New Delhi a plusieurs cordes à son arc
Désireuse de faire de l’ombre au Dragon chinois, l’Inde multiplie les partenariats à l’échelle régionale et internationale. La main tendue des États-Unis ne lui suffit plus. Il s’agit désormais de tirer profit de l’angoisse de certains pays face à l’influence exponentielle de la Chine. Elle s’entoure d’alliés voisins, comme le Vietnam, Singapour ou le Japon, avec lequel a été mis en place dès 2006 un important partenariat stratégique. New-Delhi, ambitieuse, signe aussi des accords de nature militaire avec l’Australie – par exemple, l’actuel accord « Mutual Logistics Support Agreement » qui lui permet d’avoir accès aux bases militaires australiennes et vice versa. Face à l’implantation de plusieurs bases militaires chinoises en Mer de Chine, le partenariat militaire indo-australien permet de faire front à l’Empire du Milieu, l’Inde au Nord de l’Océan indien et l’Australie au Sud. Selon Mikaa Mered, géopolitologue, « les deux partenaires sont complémentaires » et doivent « étendre leurs capacités d’action ». Canberra, à qui Pékin a infligé des sanctions économiques lourdes pour avoir demandé une enquête sur les origines du coronavirus, permet à l’Inde de « créer sinon une force, du moins un rapprochement conséquent pour contrebalancer le poids de la Chine et recréer un équilibre » dans l’espace indopacifique. Au-delà des intérêts militaires, le partenariat indo-australien offre « la possibilité de nombreuses autres opportunités commerciales » et le partage « d’une vision de systèmes multilatéraux ouverts, libres et régulés » selon le premier ministre Scott Morrison. De surcroît, l’Australie représente pour l’Inde un soutien essentiel à son obtention d’un siège de membre permanent du Conseil de Sécurité de l’ONU, fonction qu’exerce d’ores et déjà la Chine.
Contrebalancer le poids de plus en plus important de la Chine en Asie du Sud-Est est devenu un objectif majeur pour l’Inde, mais aussi pour l’Australie et le Japon. Ces derniers se sont constitués en une unique structure, le « Quadrilateral Security Dialogue » (Quad), aux côtés des États-Unis.

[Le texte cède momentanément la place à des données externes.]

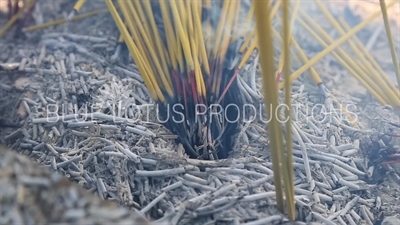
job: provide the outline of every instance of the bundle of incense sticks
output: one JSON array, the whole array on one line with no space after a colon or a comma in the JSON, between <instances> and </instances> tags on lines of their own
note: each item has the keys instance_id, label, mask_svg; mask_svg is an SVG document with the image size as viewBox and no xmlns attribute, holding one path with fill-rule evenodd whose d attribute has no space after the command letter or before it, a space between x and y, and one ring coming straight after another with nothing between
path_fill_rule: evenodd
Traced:
<instances>
[{"instance_id":1,"label":"bundle of incense sticks","mask_svg":"<svg viewBox=\"0 0 400 225\"><path fill-rule=\"evenodd\" d=\"M247 1L107 6L165 126L193 158L226 158L244 99L236 77L256 45Z\"/></svg>"}]
</instances>

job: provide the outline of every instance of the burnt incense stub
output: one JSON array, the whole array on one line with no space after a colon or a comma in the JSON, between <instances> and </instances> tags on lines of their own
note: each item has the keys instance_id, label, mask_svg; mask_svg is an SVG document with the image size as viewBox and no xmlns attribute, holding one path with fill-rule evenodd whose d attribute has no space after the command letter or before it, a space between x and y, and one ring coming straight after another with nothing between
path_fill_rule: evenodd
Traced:
<instances>
[{"instance_id":1,"label":"burnt incense stub","mask_svg":"<svg viewBox=\"0 0 400 225\"><path fill-rule=\"evenodd\" d=\"M234 72L226 70L230 78ZM229 80L226 79L227 82ZM239 132L244 105L236 79L219 103L214 96L202 104L185 102L181 96L178 96L176 102L158 103L157 113L162 118L160 123L178 136L177 141L184 146L186 154L196 159L227 158L234 137Z\"/></svg>"}]
</instances>

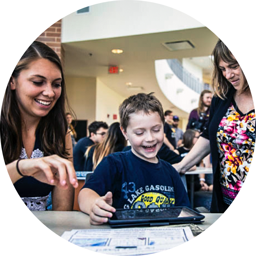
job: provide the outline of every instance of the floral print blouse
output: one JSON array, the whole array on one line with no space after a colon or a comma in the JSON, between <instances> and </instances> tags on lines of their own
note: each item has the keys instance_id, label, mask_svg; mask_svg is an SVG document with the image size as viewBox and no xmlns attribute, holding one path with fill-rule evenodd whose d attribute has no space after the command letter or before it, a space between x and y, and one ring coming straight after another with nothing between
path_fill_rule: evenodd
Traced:
<instances>
[{"instance_id":1,"label":"floral print blouse","mask_svg":"<svg viewBox=\"0 0 256 256\"><path fill-rule=\"evenodd\" d=\"M217 133L220 183L225 203L235 199L250 169L255 147L255 110L245 114L233 101Z\"/></svg>"}]
</instances>

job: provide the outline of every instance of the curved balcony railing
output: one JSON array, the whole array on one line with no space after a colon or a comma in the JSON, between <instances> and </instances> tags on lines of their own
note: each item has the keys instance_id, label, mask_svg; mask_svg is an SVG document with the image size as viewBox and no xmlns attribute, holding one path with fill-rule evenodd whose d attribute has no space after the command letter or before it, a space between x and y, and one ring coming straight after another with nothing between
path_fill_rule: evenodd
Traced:
<instances>
[{"instance_id":1,"label":"curved balcony railing","mask_svg":"<svg viewBox=\"0 0 256 256\"><path fill-rule=\"evenodd\" d=\"M209 90L209 84L204 83L198 78L195 77L182 66L178 59L167 60L171 69L176 76L190 88L200 94L205 89Z\"/></svg>"}]
</instances>

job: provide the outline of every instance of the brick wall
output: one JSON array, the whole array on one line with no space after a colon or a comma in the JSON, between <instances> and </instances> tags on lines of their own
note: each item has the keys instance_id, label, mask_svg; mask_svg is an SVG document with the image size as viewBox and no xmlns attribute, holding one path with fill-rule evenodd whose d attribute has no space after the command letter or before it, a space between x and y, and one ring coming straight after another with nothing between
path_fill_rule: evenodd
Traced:
<instances>
[{"instance_id":1,"label":"brick wall","mask_svg":"<svg viewBox=\"0 0 256 256\"><path fill-rule=\"evenodd\" d=\"M43 32L35 41L44 43L58 54L62 63L64 58L64 51L61 46L61 20L58 20Z\"/></svg>"}]
</instances>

Ce projet a l’unique objectif de rivaliser avec la puissance de Pékin. De surcroît, le Quad se voit renforcé par l’intégration progressive de la Nouvelle-Zélande, de la Corée du Sud, du Vietnam ou de l’Indonésie.

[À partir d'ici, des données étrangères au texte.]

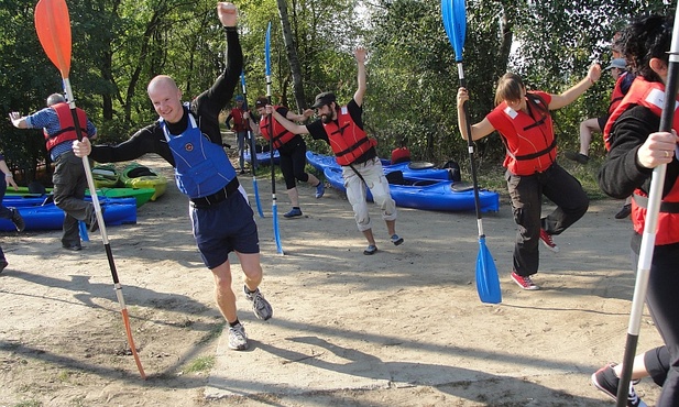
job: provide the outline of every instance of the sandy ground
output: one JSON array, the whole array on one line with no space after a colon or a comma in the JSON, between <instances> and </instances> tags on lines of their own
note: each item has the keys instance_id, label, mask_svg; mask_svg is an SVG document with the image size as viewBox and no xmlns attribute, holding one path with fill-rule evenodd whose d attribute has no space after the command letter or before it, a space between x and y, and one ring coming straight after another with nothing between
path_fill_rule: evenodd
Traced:
<instances>
[{"instance_id":1,"label":"sandy ground","mask_svg":"<svg viewBox=\"0 0 679 407\"><path fill-rule=\"evenodd\" d=\"M141 162L172 176L157 157ZM252 177L240 178L252 198ZM288 209L284 189L276 185L280 213ZM266 176L259 190L261 288L274 318L254 318L234 264L245 352L227 349L211 275L174 185L139 209L136 224L108 228L146 381L99 235L67 252L58 231L2 234L10 266L0 275L0 406L612 405L589 377L618 361L625 342L634 275L628 220L613 218L618 201L594 201L555 238L560 253L541 250L539 292L508 277L507 202L485 215L503 295L485 305L474 286L473 212L401 209L405 243L395 248L373 206L380 252L365 256L344 196L328 189L316 200L302 186L305 216L281 218L280 255ZM659 343L645 314L639 350ZM649 380L637 388L653 405L658 388Z\"/></svg>"}]
</instances>

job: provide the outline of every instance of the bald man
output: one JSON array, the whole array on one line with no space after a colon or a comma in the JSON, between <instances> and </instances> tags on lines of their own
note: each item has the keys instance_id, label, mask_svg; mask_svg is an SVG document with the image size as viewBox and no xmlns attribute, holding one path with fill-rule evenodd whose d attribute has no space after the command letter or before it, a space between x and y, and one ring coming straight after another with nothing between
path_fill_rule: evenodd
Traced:
<instances>
[{"instance_id":1,"label":"bald man","mask_svg":"<svg viewBox=\"0 0 679 407\"><path fill-rule=\"evenodd\" d=\"M260 319L273 315L258 288L262 282L260 243L254 216L236 169L222 148L219 112L229 103L238 84L243 55L238 37L237 9L217 4L227 36L227 64L215 84L190 103L182 103L182 91L173 78L158 75L146 91L160 119L116 145L92 146L87 139L74 142L78 156L100 163L138 158L155 153L175 168L177 187L189 198L194 237L205 265L212 272L215 299L229 323L229 348L248 349L248 336L238 319L231 289L229 253L236 252L244 273L243 292Z\"/></svg>"}]
</instances>

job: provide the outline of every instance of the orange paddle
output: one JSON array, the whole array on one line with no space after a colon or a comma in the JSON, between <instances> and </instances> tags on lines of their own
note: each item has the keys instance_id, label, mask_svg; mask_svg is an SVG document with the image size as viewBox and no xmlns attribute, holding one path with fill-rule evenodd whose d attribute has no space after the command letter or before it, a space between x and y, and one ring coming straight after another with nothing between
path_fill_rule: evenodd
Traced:
<instances>
[{"instance_id":1,"label":"orange paddle","mask_svg":"<svg viewBox=\"0 0 679 407\"><path fill-rule=\"evenodd\" d=\"M70 107L70 113L75 122L76 133L78 140L83 140L80 131L80 124L78 123L78 114L76 113L76 103L73 98L73 90L70 89L70 81L68 80L68 72L70 70L70 19L68 16L68 8L65 0L40 0L35 6L35 31L37 37L42 44L50 61L59 69L62 79L64 80L64 90L66 91L66 98L68 106ZM89 166L89 160L83 157L83 166L85 167L85 175L87 176L87 185L89 190L97 190L95 188L95 180ZM136 348L134 346L134 340L132 339L132 329L130 328L130 316L128 315L128 308L122 296L122 286L118 280L118 272L116 271L116 263L113 262L113 253L111 252L111 245L106 233L106 224L103 223L103 215L101 212L101 205L97 194L92 194L92 204L95 205L95 212L97 215L97 222L99 223L99 230L101 232L101 240L103 241L103 248L106 249L106 255L111 268L111 276L113 277L113 286L116 288L116 296L120 304L120 311L122 314L122 321L128 334L128 343L132 350L136 369L142 378L146 378L142 362L136 354Z\"/></svg>"}]
</instances>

A l’échelle internationale, l’Inde peut compter parmi ses plus fervents alliés la France. L’Hexagone « contribue directement à cette offre alternative de sécurisation indopacifique » en représentant « une force importante qualitativement » selon Mikaa Mered. La coopération indo-française est de nature majoritairement militaire, puisque la France fournit du matériel militaire à l’Inde mais aussi à l’Australie – des sous-marins ont été vendus à Canberra pour 35 milliards d’euros en 2016.